Modern knowledge workers, on the other hand, don’t have such clear and measurable outputs. I was speaking to a friend who works for a consulting firm here in DC, and she was saying that her deliverables were status reports. Quarterly status reports, written by her, based on the services provided in the quarter. Now obviously, Paula isn’t more efficient if she produces twice as many status reports. The traditional manufacturing approach to management doesn’t work here.

Instead, Paula’s employer gauges her efficiency by evaluating the content of those status reports and by surveying her customers to find out how well she is doing. These measures are extremely subjective, and as a result are prone to errors, bias, or manipulation. (Not that any of these things actually happen, of course. We’re speaking hypothetically.)

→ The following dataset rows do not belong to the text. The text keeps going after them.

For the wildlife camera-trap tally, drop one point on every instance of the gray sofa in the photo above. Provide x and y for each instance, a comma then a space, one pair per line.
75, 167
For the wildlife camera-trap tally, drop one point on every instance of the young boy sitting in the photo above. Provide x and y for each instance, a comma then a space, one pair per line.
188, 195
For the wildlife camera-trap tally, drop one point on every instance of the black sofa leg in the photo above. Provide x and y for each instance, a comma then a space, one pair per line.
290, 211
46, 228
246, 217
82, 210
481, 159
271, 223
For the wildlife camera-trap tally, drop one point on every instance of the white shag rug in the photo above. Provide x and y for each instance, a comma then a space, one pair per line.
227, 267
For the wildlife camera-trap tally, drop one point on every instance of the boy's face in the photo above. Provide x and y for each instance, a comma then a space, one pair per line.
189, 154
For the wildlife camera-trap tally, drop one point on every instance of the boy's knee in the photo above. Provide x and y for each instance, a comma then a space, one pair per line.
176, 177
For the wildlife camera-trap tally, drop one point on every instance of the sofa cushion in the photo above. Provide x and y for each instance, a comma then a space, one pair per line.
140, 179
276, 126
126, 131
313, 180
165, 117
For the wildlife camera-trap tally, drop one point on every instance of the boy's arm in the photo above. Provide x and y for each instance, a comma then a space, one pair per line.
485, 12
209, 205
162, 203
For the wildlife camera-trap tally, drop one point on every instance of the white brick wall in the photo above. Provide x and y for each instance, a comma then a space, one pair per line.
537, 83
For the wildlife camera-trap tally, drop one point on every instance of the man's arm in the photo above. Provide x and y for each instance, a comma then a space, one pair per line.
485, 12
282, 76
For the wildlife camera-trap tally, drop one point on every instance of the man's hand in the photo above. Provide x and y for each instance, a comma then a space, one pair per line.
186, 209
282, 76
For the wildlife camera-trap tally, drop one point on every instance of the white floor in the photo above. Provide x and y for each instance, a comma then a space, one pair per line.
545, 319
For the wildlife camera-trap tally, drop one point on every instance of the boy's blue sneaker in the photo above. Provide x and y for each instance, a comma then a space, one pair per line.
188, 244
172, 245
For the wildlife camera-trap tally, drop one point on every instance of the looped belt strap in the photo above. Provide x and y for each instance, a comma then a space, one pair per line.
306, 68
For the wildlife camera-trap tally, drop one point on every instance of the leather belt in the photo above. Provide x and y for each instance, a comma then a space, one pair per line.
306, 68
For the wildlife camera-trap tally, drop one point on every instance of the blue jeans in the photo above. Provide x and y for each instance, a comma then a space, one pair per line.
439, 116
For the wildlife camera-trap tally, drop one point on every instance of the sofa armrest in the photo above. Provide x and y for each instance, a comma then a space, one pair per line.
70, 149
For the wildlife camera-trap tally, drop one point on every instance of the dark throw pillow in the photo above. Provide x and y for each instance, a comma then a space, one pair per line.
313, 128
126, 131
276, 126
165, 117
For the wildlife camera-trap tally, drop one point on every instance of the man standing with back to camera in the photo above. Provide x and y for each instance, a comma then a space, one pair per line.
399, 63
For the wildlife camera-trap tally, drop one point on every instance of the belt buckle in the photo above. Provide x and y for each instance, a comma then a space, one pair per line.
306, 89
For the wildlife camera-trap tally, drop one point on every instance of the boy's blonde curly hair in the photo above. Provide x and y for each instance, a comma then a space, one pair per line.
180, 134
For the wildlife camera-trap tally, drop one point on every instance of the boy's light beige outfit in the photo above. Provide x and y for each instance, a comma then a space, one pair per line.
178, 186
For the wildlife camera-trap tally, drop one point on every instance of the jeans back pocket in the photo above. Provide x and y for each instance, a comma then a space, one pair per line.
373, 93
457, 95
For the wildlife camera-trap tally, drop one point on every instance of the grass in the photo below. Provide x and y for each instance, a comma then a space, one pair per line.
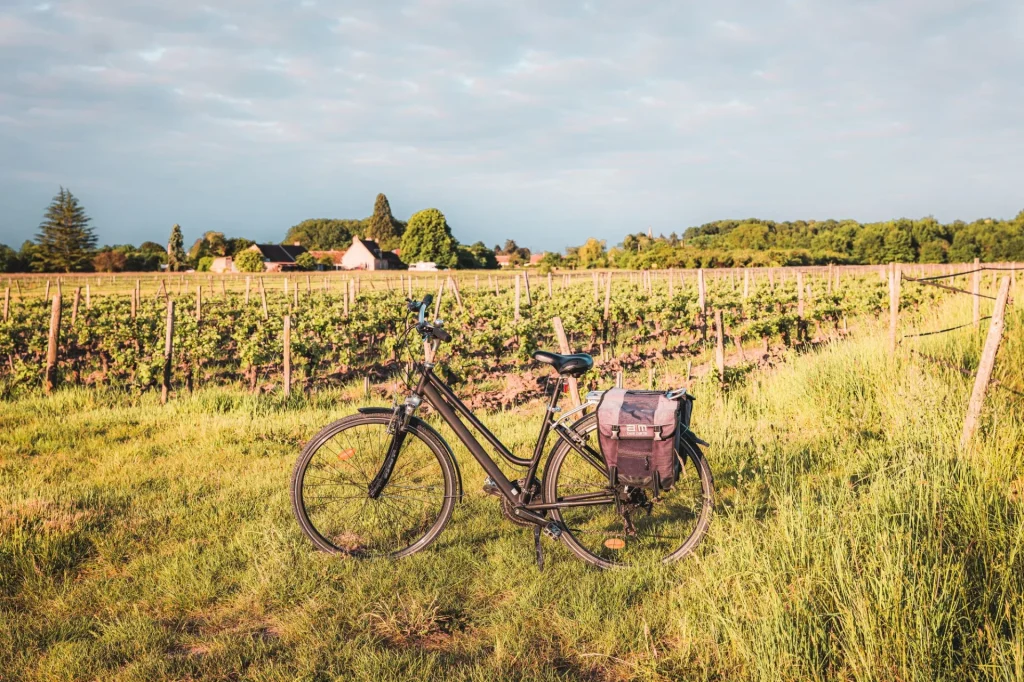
852, 541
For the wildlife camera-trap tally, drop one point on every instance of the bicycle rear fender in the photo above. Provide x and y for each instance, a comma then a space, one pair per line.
427, 427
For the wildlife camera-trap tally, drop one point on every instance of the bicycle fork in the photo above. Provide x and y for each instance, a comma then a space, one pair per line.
397, 428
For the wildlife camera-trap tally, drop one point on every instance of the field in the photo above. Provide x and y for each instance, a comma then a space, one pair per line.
853, 540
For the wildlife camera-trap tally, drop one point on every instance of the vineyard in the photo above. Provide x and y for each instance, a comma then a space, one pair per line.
113, 332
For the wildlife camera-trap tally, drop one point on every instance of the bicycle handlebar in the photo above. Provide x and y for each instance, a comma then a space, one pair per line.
422, 326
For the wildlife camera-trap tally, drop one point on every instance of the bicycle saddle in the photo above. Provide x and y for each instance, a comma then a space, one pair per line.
571, 366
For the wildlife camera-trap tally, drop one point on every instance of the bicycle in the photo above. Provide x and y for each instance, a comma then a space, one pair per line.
383, 482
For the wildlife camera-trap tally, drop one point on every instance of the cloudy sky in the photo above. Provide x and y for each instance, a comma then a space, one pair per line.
546, 121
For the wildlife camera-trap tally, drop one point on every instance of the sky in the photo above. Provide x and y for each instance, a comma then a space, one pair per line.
542, 121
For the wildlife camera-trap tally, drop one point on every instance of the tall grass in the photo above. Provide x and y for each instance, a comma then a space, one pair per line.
852, 541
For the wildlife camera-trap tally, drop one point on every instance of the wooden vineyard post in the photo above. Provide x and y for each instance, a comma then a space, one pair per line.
262, 297
437, 301
607, 297
800, 295
517, 296
288, 355
50, 378
563, 346
719, 345
702, 304
986, 364
74, 305
165, 387
976, 290
895, 279
455, 290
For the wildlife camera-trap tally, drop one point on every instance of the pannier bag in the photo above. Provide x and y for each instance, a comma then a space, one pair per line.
639, 432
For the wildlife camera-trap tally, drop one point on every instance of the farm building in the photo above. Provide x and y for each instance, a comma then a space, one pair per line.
279, 257
367, 255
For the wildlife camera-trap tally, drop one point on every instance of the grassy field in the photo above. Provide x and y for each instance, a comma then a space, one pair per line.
852, 541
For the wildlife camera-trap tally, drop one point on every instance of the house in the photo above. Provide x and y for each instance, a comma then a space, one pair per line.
222, 264
335, 256
367, 255
279, 257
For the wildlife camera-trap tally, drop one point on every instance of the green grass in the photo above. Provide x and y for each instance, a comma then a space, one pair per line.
852, 541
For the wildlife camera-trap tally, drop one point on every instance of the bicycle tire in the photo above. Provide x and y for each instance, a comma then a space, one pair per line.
416, 433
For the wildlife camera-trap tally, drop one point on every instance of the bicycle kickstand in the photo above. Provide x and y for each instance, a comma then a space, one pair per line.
538, 549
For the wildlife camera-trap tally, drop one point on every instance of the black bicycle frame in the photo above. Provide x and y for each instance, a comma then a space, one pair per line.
448, 405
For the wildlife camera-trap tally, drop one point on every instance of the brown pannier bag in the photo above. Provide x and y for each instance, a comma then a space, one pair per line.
639, 432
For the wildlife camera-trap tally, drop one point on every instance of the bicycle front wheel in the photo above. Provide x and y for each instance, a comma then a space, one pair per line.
331, 479
638, 530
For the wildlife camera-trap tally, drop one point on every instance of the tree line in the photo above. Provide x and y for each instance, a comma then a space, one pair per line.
67, 243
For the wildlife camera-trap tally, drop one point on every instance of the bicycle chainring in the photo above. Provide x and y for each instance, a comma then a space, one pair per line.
508, 510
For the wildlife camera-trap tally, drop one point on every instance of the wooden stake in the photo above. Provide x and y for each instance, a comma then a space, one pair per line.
74, 305
976, 290
288, 355
563, 346
607, 296
986, 364
165, 388
262, 297
719, 345
517, 297
455, 290
50, 377
895, 279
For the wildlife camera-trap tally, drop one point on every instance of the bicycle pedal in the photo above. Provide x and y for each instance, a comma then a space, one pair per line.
553, 530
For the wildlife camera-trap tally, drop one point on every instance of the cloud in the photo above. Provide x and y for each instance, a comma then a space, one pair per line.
545, 121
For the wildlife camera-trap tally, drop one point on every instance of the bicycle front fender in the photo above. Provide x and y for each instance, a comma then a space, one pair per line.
426, 427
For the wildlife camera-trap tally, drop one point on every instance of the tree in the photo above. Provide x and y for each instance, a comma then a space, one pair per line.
110, 261
325, 233
176, 259
305, 261
9, 260
382, 226
249, 261
66, 243
428, 238
592, 254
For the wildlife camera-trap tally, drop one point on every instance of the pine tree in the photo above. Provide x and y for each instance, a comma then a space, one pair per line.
428, 238
176, 259
66, 243
382, 226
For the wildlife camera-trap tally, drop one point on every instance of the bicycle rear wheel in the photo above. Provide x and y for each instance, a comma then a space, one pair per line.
330, 488
665, 530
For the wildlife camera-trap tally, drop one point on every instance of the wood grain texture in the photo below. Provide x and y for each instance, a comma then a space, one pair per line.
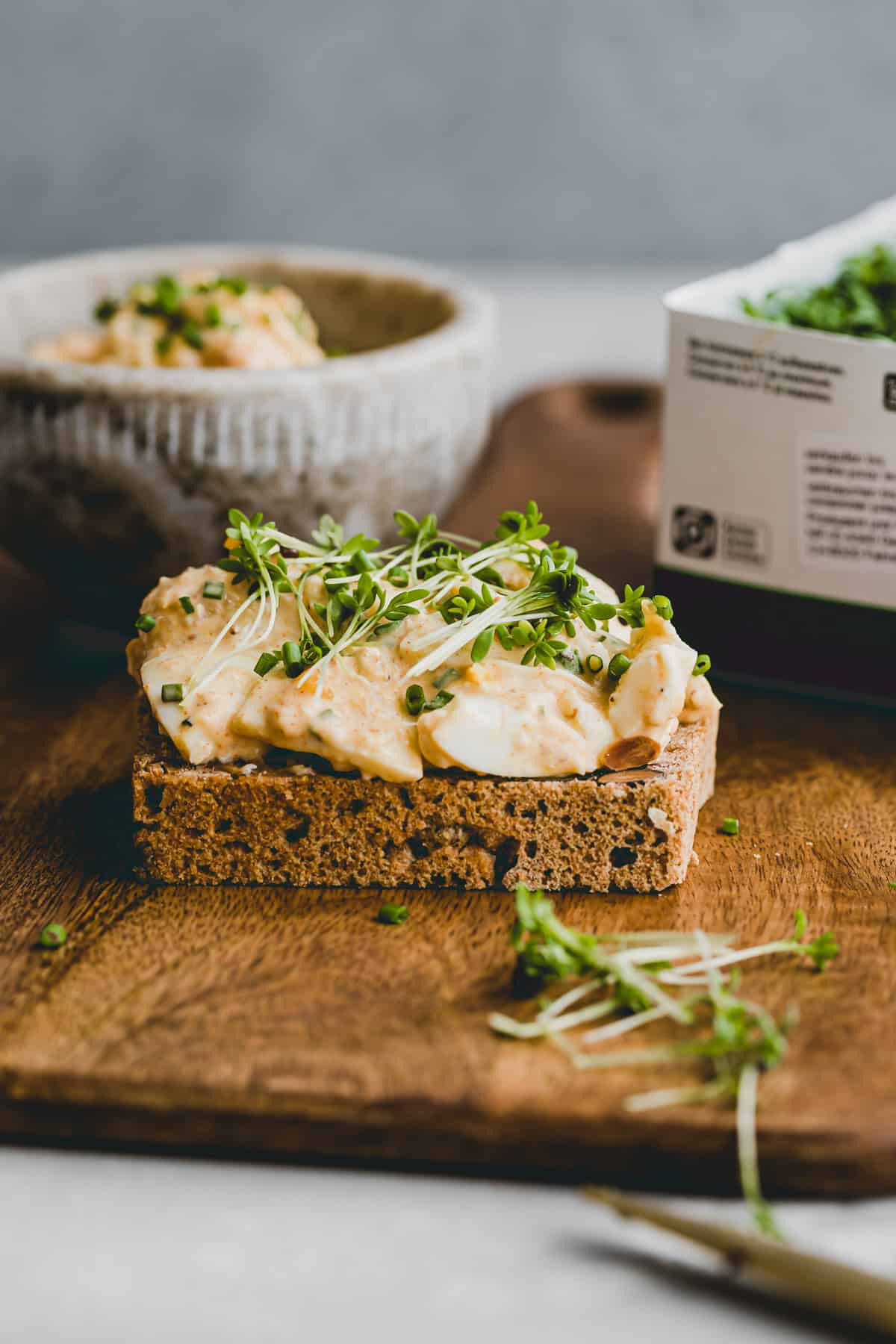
290, 1023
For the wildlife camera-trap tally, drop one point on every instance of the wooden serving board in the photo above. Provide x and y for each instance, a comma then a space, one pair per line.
290, 1023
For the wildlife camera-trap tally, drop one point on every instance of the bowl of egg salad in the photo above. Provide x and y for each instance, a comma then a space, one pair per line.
146, 391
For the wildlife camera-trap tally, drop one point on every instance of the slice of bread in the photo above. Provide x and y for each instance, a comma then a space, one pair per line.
623, 831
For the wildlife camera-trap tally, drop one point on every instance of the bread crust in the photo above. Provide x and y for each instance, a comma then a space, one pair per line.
626, 831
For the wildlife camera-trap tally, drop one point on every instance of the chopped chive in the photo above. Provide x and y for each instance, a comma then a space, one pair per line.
391, 914
414, 699
167, 293
193, 335
438, 702
105, 309
293, 662
267, 662
53, 936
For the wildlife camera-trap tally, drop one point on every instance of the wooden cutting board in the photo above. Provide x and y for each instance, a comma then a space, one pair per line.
290, 1023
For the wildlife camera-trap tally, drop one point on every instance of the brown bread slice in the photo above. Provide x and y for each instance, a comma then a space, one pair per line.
625, 831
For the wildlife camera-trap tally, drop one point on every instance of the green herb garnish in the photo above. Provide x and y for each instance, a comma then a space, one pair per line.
417, 703
393, 914
435, 571
267, 662
620, 665
105, 309
859, 302
53, 936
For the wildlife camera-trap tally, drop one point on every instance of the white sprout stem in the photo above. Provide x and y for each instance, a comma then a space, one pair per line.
668, 936
650, 953
623, 1024
570, 998
662, 1097
729, 959
650, 989
462, 633
628, 1058
747, 1155
193, 687
532, 1030
460, 541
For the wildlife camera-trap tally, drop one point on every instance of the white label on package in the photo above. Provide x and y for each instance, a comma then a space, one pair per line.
780, 464
847, 500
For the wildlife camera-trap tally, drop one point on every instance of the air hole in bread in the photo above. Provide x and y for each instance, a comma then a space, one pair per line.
418, 847
505, 858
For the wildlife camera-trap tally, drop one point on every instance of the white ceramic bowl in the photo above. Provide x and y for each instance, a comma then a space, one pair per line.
112, 476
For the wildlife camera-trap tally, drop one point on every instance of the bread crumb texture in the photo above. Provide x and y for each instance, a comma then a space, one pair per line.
276, 826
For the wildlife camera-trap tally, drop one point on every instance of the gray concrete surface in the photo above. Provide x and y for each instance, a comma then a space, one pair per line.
134, 1250
504, 129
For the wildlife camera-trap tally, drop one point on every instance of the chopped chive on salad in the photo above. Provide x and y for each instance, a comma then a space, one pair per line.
371, 591
859, 302
689, 980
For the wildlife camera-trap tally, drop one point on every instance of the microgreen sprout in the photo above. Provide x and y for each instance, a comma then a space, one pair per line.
637, 980
53, 936
390, 913
352, 591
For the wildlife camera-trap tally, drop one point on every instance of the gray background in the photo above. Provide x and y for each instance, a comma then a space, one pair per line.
496, 129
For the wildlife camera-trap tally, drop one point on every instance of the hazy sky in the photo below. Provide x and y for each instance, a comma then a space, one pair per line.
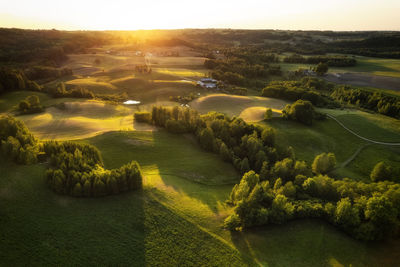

Enterprise 2.0 claims to improve efficiency by increasing social productivity. The theory is that by making more information available to more people, and allowing them to connect with each other easily, we can collectively get more done. But does this claim hold true? I’m seeing more and more posts from good folks who can’t deal with the overload of this new social graph. The time spent keeping track of all the communications from all of your contacts might actually make you less productive.

There’s no doubt that a more aware and better connected knowledge worker has the potential to be a more productive one. But the social dimension is only one part of the Enterprise 2.0 equation. In a business context, making connections and managing relationships is a means, not an end.